Elie Arié 18/01/2010 14:21


Je mets fin ici à cette répétition des mêmes échanges en boucle pour conclure par l'essentiel:ressortir des années 1980 l'argument des "socialistes, menace pour les libertés" me semble témoigner
d'un grand désarroi idéologique et de l'épuisement de tout argumentaire sérieux contre l'opposition (contre laquelle il y aurait pourtant beaucoup de choses à dire, mais pas ces vieilles lunes de
la période de la guerre froide).


Marc d'Here 18/01/2010 16:18



Il est vrai qu'il y a beaucoup à dire sur l'opposition.
En tous cas, je crois vraiment, fin de la guerre froide ou pas, que les socialistes ne sont pas seulement mal à l'aise avec la Nation, ils le sont aussi avec la démocratie. Les quelques
exemples que je donne le montrent amplement. L'attitude de Peillon et d'Aubry aura au moins servi à édifier quelques citoyens.



sergiozz 18/01/2010 14:07


j'avoue que je suis très surpris de la teneur de votre papier critiquant les agissements du parti socialiste même du temps de Mitterand. Vous êtes extrêmement choqué et traitez le PS de liberticide
alors que vous étiez adhérent de ce parti jusqu'en 2005 !! Personnellement, je désapprouve l'attitude de Peillon : s'il ne souhaitait pas participer à cette mascarade de débat, il devait décliner
l'invitation et non pas se désister alors que l'émission avait commencé. Mais, avouons tout de même qu'un tel débat, c'est le zéro degré de la politique, avec le traite Besson d'un côté et la
représentante du parti d'extrême droite de l'autre. C'était d'un niveau affligeant.
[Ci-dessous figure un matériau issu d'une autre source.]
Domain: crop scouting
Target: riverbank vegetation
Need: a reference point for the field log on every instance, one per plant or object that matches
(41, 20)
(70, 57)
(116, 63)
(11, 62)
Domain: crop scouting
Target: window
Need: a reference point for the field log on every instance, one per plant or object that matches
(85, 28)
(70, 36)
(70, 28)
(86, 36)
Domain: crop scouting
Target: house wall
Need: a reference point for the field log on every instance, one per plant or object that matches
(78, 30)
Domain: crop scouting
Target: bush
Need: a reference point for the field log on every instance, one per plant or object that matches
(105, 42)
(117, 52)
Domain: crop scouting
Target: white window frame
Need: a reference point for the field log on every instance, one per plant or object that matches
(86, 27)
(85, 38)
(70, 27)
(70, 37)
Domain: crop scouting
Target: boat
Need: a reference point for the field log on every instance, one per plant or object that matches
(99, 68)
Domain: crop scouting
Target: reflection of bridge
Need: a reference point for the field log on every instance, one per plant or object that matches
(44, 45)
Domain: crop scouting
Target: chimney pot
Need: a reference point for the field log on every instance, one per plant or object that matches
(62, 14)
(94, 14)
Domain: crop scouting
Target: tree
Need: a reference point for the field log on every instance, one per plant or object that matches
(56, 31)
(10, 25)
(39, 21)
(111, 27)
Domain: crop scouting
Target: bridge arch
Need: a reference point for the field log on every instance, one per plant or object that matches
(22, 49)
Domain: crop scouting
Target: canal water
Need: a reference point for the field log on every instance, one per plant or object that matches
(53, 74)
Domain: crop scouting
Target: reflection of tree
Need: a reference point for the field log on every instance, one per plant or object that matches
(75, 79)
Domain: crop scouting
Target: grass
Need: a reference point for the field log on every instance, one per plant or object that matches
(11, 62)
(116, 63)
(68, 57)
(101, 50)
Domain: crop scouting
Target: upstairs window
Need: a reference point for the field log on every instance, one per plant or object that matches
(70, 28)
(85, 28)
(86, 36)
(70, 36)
Marc d'Here 18/01/2010 16:11


Vos remarques sur le débat sont sans intérêt. Pour le reste puisque vous reopiez (en mons bien) les "arguments"  d'Arié, permettez-moi de ma contenter de recopier ma réponse à ce
dernier: 
C'est vrai j'ai appartenu au parti socialiste, mais  j'étais "rocardien" et particulièrement critique vis à vis de Mitterrand et des mitterrandistes...Notamment parce que je n'appréciais pas
leur rapport à l'économie et à la démocratie!

Je pense vraiment et les exemples que je donne ( d'autres sont possibles) le montrent,  qu'ils n'ont jamais totalement rompu avec le totalitarisme marxiste et qu'ils sont une menace
pour nos libertés. Faisons tout pour ne pas en avoir la preuve!